Mi pare scontato che sia l’Italia. Eravamo fuori dai giochi ed abbiamo ripreso la scena. Ora ci è chiaro che il nostro interesse nazionale va perseguito da soli; che non ci sono né l’Europa né gli americani a sostenerci. Che dobbiamo saper lavorare con i francesi, ma anche guardarci dai loro colpi bassi. Che il dossier libico si conferma estremamente ostico, come gli “abbandoni” polemici di Haftar e della delegazione turca alla conferenza confermano. Che le alleanze storiche ed immutabili non ci sono più ed ogni singolo passo va fatto con le nostre forze, scegliendoci alleanze e convergenze di volta in volta. Fare questo con una macchina diplomatica che da vent’anni ormai viene umiliata e costantemente privata delle risorse economiche, è quasi un miracolo. Eppure ci siamo. Ed in un contesto tutt’altro che facile.  



Secondo quanto riportato dall’Ansa, che cita fonti diplomatiche, durante l’incontro Haftar avrebbe assicurato che Sarraj potrà restare al suo posto fino alle elezioni.

Vuol dire che non ci sarà un tentativo di spallata militare su Tripoli, come qualcuno paventava o sperava. Anche questo è già un successo che abbiamo in parte contribuito a creare, grazie all’apertura verso Haftar. 

La Turchia ha lasciato il vertice. Secondo Conte è una scaramuccia che doveva essere messa in conto quando si riuniscono 30 paesi, la Turchia dice di averlo fatto perché estromessa per ragioni politiche da un meeting informale tenutosi nella mattinata. Come stanno le cose?
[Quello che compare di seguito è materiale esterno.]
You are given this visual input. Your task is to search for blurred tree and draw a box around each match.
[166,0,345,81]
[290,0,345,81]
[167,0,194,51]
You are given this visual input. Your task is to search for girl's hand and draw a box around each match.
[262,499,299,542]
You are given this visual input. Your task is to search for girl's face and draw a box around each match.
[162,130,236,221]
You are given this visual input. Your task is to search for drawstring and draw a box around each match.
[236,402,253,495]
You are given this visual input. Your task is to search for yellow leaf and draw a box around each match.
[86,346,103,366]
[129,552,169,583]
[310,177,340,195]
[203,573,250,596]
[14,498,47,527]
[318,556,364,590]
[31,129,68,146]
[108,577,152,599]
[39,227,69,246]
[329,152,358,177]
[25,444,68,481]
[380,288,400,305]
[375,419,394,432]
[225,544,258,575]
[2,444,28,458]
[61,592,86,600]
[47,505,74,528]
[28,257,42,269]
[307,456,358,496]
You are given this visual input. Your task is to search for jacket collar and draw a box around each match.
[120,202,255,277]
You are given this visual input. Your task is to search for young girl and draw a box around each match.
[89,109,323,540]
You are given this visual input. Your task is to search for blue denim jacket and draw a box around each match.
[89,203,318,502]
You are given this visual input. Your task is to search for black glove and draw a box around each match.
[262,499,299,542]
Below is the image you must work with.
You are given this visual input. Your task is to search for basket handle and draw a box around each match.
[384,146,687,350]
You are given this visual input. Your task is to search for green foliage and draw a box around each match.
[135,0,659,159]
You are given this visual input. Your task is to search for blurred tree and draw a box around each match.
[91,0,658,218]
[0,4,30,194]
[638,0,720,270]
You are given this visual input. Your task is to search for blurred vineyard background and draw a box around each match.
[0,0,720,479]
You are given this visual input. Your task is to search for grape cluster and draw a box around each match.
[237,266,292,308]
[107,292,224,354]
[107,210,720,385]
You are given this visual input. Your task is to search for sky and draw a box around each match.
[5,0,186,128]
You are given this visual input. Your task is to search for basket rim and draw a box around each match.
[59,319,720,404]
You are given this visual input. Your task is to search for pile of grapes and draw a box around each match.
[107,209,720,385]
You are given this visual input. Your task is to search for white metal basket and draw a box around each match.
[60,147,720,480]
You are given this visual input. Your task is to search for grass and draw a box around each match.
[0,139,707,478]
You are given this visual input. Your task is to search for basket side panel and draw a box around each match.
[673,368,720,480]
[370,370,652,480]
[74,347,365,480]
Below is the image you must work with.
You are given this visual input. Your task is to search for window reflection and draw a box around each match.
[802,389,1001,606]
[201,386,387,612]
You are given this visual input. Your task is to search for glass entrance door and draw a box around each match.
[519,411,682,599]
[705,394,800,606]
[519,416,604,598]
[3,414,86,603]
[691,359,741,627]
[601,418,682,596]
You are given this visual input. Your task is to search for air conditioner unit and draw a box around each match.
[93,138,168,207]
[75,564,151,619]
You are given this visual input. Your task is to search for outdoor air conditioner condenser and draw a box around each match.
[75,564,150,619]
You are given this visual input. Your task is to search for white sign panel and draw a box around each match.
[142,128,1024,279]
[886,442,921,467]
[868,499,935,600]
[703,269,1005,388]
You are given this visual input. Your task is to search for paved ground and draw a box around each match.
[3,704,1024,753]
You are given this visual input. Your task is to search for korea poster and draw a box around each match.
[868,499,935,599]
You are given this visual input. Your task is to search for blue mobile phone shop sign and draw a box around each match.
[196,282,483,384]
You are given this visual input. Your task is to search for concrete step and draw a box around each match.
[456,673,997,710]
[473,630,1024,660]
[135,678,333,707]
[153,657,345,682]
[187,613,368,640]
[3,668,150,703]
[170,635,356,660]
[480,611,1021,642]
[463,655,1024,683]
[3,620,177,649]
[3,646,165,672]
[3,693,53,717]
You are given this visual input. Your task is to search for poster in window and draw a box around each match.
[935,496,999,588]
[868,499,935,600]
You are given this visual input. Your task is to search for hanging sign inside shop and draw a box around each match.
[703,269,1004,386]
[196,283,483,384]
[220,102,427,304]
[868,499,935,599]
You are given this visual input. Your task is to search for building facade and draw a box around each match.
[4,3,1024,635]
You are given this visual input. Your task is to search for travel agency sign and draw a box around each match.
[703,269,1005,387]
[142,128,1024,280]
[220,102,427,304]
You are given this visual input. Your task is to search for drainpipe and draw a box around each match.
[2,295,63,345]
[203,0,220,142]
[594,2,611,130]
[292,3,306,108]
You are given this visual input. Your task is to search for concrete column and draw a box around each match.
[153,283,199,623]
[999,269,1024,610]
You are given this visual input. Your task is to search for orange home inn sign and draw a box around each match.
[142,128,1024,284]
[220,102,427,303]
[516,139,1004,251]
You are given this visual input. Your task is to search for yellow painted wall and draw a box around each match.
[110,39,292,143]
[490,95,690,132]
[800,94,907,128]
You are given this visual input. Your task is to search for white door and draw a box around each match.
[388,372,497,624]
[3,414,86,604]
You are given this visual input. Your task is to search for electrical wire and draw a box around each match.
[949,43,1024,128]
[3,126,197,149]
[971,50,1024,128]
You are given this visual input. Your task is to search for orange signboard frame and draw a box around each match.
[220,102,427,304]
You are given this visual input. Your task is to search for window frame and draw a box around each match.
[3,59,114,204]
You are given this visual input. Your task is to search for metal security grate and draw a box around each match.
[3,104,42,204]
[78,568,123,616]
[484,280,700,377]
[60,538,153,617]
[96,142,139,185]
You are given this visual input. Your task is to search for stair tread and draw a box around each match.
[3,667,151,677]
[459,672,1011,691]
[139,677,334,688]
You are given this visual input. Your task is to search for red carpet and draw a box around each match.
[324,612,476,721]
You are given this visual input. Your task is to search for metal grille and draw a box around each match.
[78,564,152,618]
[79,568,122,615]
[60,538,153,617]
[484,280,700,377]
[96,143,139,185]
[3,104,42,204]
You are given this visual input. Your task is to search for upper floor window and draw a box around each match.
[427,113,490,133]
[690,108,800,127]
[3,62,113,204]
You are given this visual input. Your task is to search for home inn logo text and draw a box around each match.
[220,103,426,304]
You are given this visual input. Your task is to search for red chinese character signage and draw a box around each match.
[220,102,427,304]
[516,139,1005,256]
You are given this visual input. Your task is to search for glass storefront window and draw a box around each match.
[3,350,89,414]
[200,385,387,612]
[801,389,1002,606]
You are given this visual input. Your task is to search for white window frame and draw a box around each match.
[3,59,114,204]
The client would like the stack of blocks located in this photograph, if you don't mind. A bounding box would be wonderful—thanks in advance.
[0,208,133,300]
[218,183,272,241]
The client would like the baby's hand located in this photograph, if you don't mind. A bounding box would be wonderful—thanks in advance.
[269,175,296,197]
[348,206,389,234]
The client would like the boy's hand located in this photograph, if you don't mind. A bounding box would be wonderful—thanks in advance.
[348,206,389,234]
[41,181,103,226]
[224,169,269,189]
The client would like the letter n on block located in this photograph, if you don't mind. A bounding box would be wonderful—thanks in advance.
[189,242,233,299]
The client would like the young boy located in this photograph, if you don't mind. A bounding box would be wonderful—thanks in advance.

Era effettivamente una situazione a rischio. Ankara sostiene attivamente le componenti legate ai Fratelli musulmani ed ha una partita aperta con Al Sisi dopo l’estromissione di Morsi dal potere. La presenza del presidente egiziano Al Sisi è stata un fatto importante per noi e per gli esiti della conferenza, ma sicuramente poco gradita dalla delegazione turca guidata dal vicepresidente Oktay. Anche il ruolo di primadonna giocato da Haftar, la cui partecipazione o meno sembrava essere diventata la stessa chiave del successo della conferenza, ha innervosito ulteriormente la delegazione turca.

E’ vero che l’Italia avrebbe fallito anzitempo l’appuntamento per essersi fatta portatrice del piano Onu, invece di avere una politica propria sulla Libia?

No, non credo. Per noi andava bene partire da quello. I nostri interessi principali, tanto il petrolio quanto il problema dei migranti, sono in Tripolitania ed andava bene partire dal governo di compromesso di Al Serraj. Ed i risultati, è innegabile, ci sono. Il flusso dei migranti è stato interrotto e l’Eni è l’unica compagnia che continua a pompare petrolio, collaborando con tutti, al di là delle divisioni politiche e tribali. Però è chiaro che ora siamo entrando in una nuova fase — anche grazie all’attivismo francese — che spinge per una soluzione politica nazionale tra le diverse anime del Paese. Ed in questa nuova fase siamo stati chiamati a ricalibrare i nostri interessi. Anche questo è il senso della conferenza di Palermo: Italia, Egitto, Russia, Tunisia, Algeria, Francia se mettono da parte le loro differenze possono dare un ruolo determinante alla stabilizzazione della Libia.  

Ieri il Corriere ha scritto di una ritrovata e trasparente collaborazione tra Italia e Francia sulla Libia, prima e durante la conferenza. Risulta anche a lei?

Il clima è certamente migliorato. Forse anche come effetto indiretto del perfezionamento della collaborazione tra Eni e Total in Algeria, con una partnership esclusiva per l’esplorazione dell’off-shore algerino.